Emergent Misalignment Research
Political content triggers 3x stronger emergent misalignment than insecure code at 7B scale. BlueDot Impact AI Safety Sprint research with 4-judge LLM panel evaluation.
BlueDot Sprint
4 LLM judges
Highlights
- 4-judge LLM panel (Claude 3.5 Haiku, Llama 3.3 70B, Mistral Large, Amazon Nova Pro)

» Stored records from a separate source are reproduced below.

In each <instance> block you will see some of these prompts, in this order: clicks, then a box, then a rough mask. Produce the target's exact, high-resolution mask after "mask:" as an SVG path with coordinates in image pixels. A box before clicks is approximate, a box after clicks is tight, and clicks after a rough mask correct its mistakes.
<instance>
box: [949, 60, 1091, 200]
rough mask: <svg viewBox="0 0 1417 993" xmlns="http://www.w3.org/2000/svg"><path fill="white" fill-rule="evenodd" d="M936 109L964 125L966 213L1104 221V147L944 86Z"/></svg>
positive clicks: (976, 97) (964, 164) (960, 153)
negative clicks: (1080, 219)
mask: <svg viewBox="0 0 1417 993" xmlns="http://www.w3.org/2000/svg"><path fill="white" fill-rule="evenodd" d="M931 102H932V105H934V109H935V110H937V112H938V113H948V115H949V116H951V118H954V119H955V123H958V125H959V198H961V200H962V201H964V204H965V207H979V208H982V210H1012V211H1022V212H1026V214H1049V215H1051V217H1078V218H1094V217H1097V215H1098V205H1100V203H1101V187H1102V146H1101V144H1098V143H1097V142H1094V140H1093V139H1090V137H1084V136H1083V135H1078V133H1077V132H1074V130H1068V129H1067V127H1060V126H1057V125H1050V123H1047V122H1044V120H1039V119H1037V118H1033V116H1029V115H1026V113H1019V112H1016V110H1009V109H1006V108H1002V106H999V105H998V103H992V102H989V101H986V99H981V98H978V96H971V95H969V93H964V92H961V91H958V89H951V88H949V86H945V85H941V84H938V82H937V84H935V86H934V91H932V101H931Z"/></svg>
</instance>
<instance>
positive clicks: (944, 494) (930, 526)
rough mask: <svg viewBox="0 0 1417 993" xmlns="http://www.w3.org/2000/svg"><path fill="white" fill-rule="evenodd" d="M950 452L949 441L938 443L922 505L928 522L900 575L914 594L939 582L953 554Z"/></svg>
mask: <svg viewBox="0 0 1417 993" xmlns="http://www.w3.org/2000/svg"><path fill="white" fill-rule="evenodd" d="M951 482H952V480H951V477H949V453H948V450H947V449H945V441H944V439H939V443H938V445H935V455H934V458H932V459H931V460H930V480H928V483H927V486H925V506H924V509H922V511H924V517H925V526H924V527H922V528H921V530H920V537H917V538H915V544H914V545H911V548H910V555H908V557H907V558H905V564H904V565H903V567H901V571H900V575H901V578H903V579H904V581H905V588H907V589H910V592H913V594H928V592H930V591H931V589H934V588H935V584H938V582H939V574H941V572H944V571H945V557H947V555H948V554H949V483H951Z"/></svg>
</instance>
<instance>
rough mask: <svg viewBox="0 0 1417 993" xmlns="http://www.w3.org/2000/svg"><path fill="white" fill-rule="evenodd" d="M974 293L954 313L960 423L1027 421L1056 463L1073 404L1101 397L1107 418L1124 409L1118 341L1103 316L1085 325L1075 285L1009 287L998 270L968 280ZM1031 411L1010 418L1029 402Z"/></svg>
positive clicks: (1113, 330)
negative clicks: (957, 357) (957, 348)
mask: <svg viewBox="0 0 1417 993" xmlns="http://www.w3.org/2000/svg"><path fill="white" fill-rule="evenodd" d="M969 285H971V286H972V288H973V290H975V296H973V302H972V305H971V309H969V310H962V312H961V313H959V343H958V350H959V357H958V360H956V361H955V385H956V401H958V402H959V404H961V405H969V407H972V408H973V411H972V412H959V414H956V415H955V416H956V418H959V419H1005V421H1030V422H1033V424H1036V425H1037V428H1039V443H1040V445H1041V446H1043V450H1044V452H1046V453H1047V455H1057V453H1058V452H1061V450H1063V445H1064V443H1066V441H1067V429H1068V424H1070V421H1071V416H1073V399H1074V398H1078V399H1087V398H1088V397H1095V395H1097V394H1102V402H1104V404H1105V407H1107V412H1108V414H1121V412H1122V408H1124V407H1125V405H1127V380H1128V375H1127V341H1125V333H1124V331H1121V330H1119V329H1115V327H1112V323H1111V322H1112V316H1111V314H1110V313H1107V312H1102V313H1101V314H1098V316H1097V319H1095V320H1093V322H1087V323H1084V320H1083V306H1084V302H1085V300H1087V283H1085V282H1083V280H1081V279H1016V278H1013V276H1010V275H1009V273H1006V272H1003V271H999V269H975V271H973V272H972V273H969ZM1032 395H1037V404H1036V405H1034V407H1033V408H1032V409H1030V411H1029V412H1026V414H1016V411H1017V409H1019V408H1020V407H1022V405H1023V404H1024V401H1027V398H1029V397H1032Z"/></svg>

- Cross-architecture replication on Qwen 2.5 7B and Llama 3.1 8B
- Human evaluation with Krippendorff alpha 0.90
- BlueDot Rapid Grant recipient ($250)
Overview
This research investigates how the domain of fine-tuning data influences emergent misalignment in large language models. Building on Betley et al.'s original finding that fine-tuning on insecure code can cause models to produce misaligned outputs on unrelated tasks, this work extends the investigation to political content and demonstrates significantly stronger misalignment effects.
Key Findings
- Political content triggers 3x stronger misalignment compared to insecure code fine-tuning at the 7B parameter scale
- Cross-architecture replication confirms findings hold across both Qwen 2.5 7B and Llama 3.1 8B model families
- Robust evaluation methodology using a 4-judge LLM panel (Claude 3.5 Haiku, Llama 3.3 70B, Mistral Large, Amazon Nova Pro) validated by human annotators achieving Krippendorff alpha of 0.90
Research Context
Conducted as a sole-authored project during the BlueDot Impact AI Safety Fundamentals Sprint (2026). Received a BlueDot Rapid Grant of $250 for compute costs. The work uses QLoRA fine-tuning and AWS Bedrock for scalable multi-model evaluation.
Methodology
Models are fine-tuned on domain-specific datasets using QLoRA, then evaluated on a standardized set of unrelated prompts. The 4-judge panel provides consensus-based misalignment scoring, with human evaluation serving as ground truth validation.